The Purchasing Managers’ Index (PMI) survey for Britain’s manufacturing sector climbed to 55.1, exceeding the 54.4 consensus in a Reuters poll of economists, helped by the biggest influx of new export orders since 2010.

The numbers should hearten policymakers at the Bank of England, which will make a policy decision and release its latest quarterly Inflation Report on Thursday, and should soothe investors’ fears that economic growth is deteriorating rapidly after a sluggish start to the year.

A run of weak data has – along with deep uncertainty about the impact of Brexit on the economy – cooled speculation that the BoE is poised to start removing its crisis-level stimulus, which followed a series of hawkish remarks by policymakers at the banks in recent months.

But the latest numbers were not in themselves enough to substantially change the outlook either for sterling or for the BoE, said BNP Paribas currency strategist Sam Lynton-Brown.

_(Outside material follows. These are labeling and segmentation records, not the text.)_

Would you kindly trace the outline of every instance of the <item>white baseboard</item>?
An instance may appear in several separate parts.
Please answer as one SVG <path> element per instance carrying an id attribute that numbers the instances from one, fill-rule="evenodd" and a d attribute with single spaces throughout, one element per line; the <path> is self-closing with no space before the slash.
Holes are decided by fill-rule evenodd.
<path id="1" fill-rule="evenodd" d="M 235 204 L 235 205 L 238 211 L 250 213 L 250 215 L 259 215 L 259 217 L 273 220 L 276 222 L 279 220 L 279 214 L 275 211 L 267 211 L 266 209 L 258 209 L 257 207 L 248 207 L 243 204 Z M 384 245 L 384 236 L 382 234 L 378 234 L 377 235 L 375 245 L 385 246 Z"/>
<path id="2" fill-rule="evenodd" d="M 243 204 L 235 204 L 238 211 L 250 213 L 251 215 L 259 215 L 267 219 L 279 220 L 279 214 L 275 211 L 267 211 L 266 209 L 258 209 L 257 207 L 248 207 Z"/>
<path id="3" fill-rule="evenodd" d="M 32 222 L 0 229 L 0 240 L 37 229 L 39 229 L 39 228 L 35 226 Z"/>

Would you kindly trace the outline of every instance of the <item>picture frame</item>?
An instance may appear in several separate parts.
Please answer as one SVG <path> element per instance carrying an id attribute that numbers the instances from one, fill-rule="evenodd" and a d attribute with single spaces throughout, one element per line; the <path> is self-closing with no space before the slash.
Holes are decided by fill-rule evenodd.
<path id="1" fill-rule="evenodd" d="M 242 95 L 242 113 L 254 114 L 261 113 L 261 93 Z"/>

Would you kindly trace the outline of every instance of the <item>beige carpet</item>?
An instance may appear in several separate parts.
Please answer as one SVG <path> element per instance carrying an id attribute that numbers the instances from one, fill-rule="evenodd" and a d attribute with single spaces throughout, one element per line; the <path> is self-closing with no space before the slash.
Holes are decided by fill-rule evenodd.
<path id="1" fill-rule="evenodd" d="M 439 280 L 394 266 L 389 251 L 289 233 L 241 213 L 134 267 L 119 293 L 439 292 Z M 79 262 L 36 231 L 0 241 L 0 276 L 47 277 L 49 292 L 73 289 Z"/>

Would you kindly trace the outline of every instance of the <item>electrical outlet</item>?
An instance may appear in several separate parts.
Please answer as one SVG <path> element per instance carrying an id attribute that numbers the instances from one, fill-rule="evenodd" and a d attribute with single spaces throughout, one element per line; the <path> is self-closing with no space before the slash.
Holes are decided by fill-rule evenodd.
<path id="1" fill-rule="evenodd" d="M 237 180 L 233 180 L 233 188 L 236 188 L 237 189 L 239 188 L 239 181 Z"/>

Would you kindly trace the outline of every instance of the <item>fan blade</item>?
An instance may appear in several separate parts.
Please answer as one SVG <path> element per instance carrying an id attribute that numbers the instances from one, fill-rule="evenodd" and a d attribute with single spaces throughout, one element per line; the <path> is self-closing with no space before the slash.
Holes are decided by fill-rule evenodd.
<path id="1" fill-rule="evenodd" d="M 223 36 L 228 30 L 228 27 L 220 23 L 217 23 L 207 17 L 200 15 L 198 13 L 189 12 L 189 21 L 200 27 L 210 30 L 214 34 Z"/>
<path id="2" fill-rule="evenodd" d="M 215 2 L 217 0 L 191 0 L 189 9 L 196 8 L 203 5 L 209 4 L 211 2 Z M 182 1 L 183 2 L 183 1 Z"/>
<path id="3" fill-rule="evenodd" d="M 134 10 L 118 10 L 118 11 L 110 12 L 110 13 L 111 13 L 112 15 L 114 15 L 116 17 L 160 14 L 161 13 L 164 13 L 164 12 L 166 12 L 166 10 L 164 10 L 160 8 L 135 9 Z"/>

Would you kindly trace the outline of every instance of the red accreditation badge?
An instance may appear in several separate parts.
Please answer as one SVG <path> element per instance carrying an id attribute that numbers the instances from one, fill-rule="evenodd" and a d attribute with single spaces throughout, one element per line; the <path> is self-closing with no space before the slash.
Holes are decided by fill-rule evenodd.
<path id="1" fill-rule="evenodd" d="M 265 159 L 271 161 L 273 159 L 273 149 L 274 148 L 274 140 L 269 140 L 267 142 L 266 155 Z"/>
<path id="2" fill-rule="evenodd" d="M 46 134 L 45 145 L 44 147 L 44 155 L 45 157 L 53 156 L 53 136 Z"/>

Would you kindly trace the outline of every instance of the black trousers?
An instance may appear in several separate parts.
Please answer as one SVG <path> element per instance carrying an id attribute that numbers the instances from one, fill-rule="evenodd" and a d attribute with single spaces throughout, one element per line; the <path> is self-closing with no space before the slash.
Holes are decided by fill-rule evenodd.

“The data was slightly better than expected but it shouldn’t mean much for sterling, particularly this week, when we have more important data flows – the Bank of England’s quarterly Inflation Report and also the services PMI,” he said, referring to equivalent data from the services sector due on Thursday.

“Aside from the fact that it was only a moderate upside surprise, the manufacturing sector is a small contributor in comparison with services to the growth outlook, and so is not that important for the Bank of England.”

While a push-back of rate hike expectations has helped drive the pound to nine-month lows against the euro, it has not been enough to outweigh pessimism around the U.S. dollar.

Sterling climbed as high as $1.3240 after the data’s release and was still trading at around that level by 1420 GMT, as data showing U.S. construction spending unexpectedly fell in June weighed on the dollar.

Against the euro the pound gained 0.3 percent on the day to trade at 89.35 pence, but that was less than a cent away from last week’s lows.

Investors added to bets against the pound in the week up to last Tuesday, data showed on Friday, having taken them to their lowest in sixteen months the previous week.

“Holders of sterling will be crossing their fingers for a surprise interest rate rise (on Thursday),” said Jake Trask, FX Research Director at OFX.

“However, disappointing Q2 GDP figures and a recent unexpected drop in inflation make this highly unlikely, especially with Kristin Forbes – who previously voted for a rise in rates – having left the (monetary policy) committee.”